Keadilan milik penguasa dan si empunya uang. Kita bisa menyaksikannya melalui berbagai pengalaman keseharian kita hidup di bumi bangsa ini. Hukum dan keadilan bukan saja bagaikan saudara tiri yang jauh, melainkan sering seperti musuh. Mereka jarang bisa bertemu karena begitu seringnya kekuatan lain (kuasa, otot, dan uang) yang menceraikannya. Keadilan di negeri ini amat langka diperoleh karena keadilan tak pernah menjadi bagian dari cara berpikir, berperilaku, dan berelasi para penguasa dan penegak hukum kita. Perilaku mereka lebih mengutamakan kekuasaan dan popularitas. Rakyat beroleh pendidikan utama tentang keadilan di negeri ini: adalah sebuah bayang-bayang kamuflase.

Para penguasa dan penegak hukum kita tidak memiliki gugus insting yang melahirkan cakrawala kekuasaan yang mengedepankan rasa keadilan bagi semua. Hukum tak lagi bermartabat, karena mereka yang bermartabat hanyalah mereka yang berkekuasaan dan berkekayaan. Hukum sering kali hanya pajangan dan retorika pasal-pasal.

Di depan cengkeraman kekuasaan dan “orang kuat”, hukum tak lagi memiliki taring. Tumpul akibat banyak macam sebab. Hukum mandul karena kepandaiannya hanya menginjak ke bawah dan mengangkat yang atas. Hukum belah bambu telah mengiris-iris rasa keadilan di negeri ini. Itulah perilaku yang menghancurkan martabat hukum Indonesia, dan juga martabat kita sebagai bangsa. Tragedi ini bisa jadi akan makin mempertebal awan mendung dalam sistem hukum bangsa kita. Apa yang kita perdengarkan tentang Indonesia sebagai “negara hukum” seringkali hanya sebagai pemanis mulut.
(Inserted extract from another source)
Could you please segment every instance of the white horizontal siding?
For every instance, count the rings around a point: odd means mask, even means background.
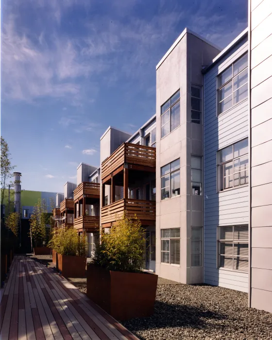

Apa yang diajarkan kepada anak cucu kita tentang “kedaulatan hukum” adalah deretan kepalsuan demi kepalsuan. Keadilan tidak manifes dalam kenyataan. Das sein yang manifes di bumi kita ini adalah kekuatan, otot, kekuasaan, uang. Mampukah kepolisian mendobrak semua tata kebangsaan yang makin buruk ini?

Polisi harus tetap berpegang teguh pada Pancasila dalam mengamalkan kehidupan sehari dan menjaga kerukunan beragama. Diharapkan, polisi memiliki Pathos mewakili sebuah tampilan emosi kepada audien, dan pencurahan perasaan yang ditampilkan di dalamnya. Pathos adalah sebuah teknik komunikasi yang sering banyak dipakai dalam retorika, dan dalam kesusastraan, film dan seni naratif lainnya.

Kita juga berharap, di bawah Jenderal Listyo Sigit Prabowo, Polri mampu menjawabi tantangan zaman dengan menguasai ilmu pengetahuan yakni kemampuan untuk menguasai teknologi dan komunikasi dalam respon kejahatan yang menggunakan teknologi dalam pertarungan ideologi global serta kejahatan ekonomi. Citra polisi akan kembali bersinar lagi di masyarakat, dengan membuat penyelidikan yang tranparan terhadap kasus polisi tembak polisi dengan penegakkan hukum yang berasaskan keadilan, dan menyerahkan kuasa kepada tim penyelidikan independen mengungkat misteri di balik semua tragedi Kemanusiaan.(*)

Penulis, Antonius Benny Susetyo, Staf Khusus Ketua Dewan Pengarah BPIP.